More and more, the global development community is realizing that agriculture must be a key concentration in poverty reduction. The majority of the world’s poor live in rural areas after all, where if income is earned, it is usually through farming and animal husbandry. The Gates Foundation, known more for its emphasis on health care and education, has taken broad action in providing top quality seeds to farmers throughout Sub-Saharan Africa.
Abundant corn, sesame, and sunflower grow in a Tanseed International demonstration field on Tanzania’s mainland. Like a car dealership showplace, these fields stand gleaming on roadsides throughout the region telling farmers, “This could be you.”

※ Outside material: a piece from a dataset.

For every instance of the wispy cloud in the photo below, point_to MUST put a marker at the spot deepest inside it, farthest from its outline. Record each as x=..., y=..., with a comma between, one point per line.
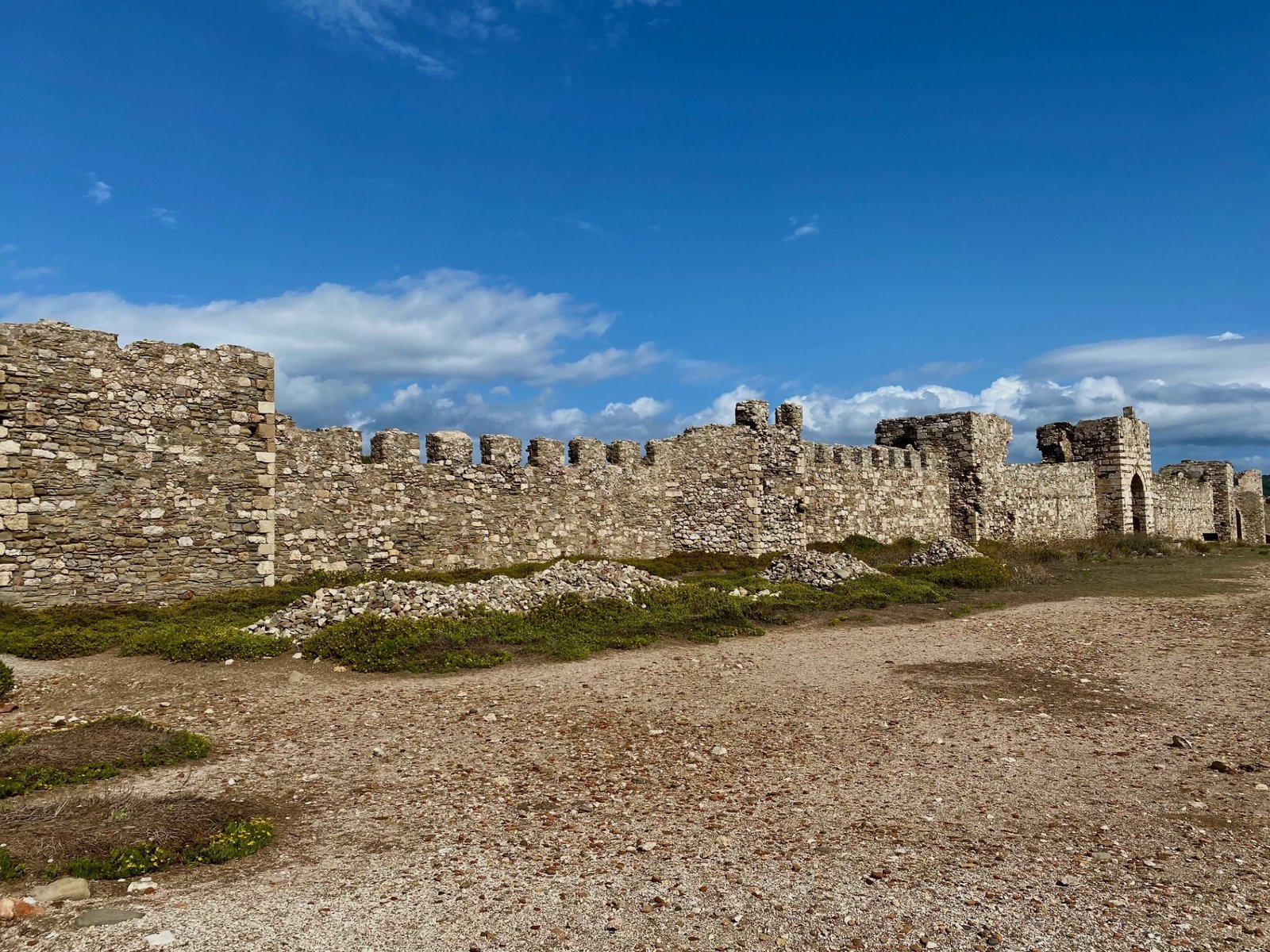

Educating the public by demonstrating the product of good seeds is necessary. The majority of Africa’s farmers do not buy their seeds in stores but instead use what has been saved from the previous year’s harvest. Unwilling, or unable, to make a small financial investment that could double production in a given harvest, most farmers scrape by with smaller yields.
Tanseed is the only company in the region focused on providing quality, locally produced seeds. Other companies selling seeds in the area’s shops have bred their products hundreds or even a thousand miles away in Kenya or Zambia. This company is familiar with the nuances of the local breeds of crops, and the results show.
Even though Tanseed is a private, for-profit institution, its impact was recognized by AGRA in the last three years. Through the Gates Foundation, and AGRA, Tanseed is able to continually breed better kinds of seeds, produce them in large quantities, and sell them to small farmers at an affordable price.
A better seed is a great start, but it can only get you so far. Proper agricultural techniques must be implemented to insure abundant yields. Having a genuine interest in seeing the surrounding community flourish, Tanseed works with local government agricultural extension workers (like social workers for small farmers) to insure that best practices are carried out from planting to harvest.
Concrete results are sometimes actually concrete. Above, a farmer attributes her family’s new house, habitable though still under construction, to last year’s increased crop yields.
The PASS seed project has particular impact because it addresses challenges that are experienced at a local level. However, the same process is implemented in localities throughout 13 countries in Sub-Saharan Africa. Though in existence for just three years now, it has already begun to have an impact, and will continue to change lives as more farmers have access to higher quality seeds.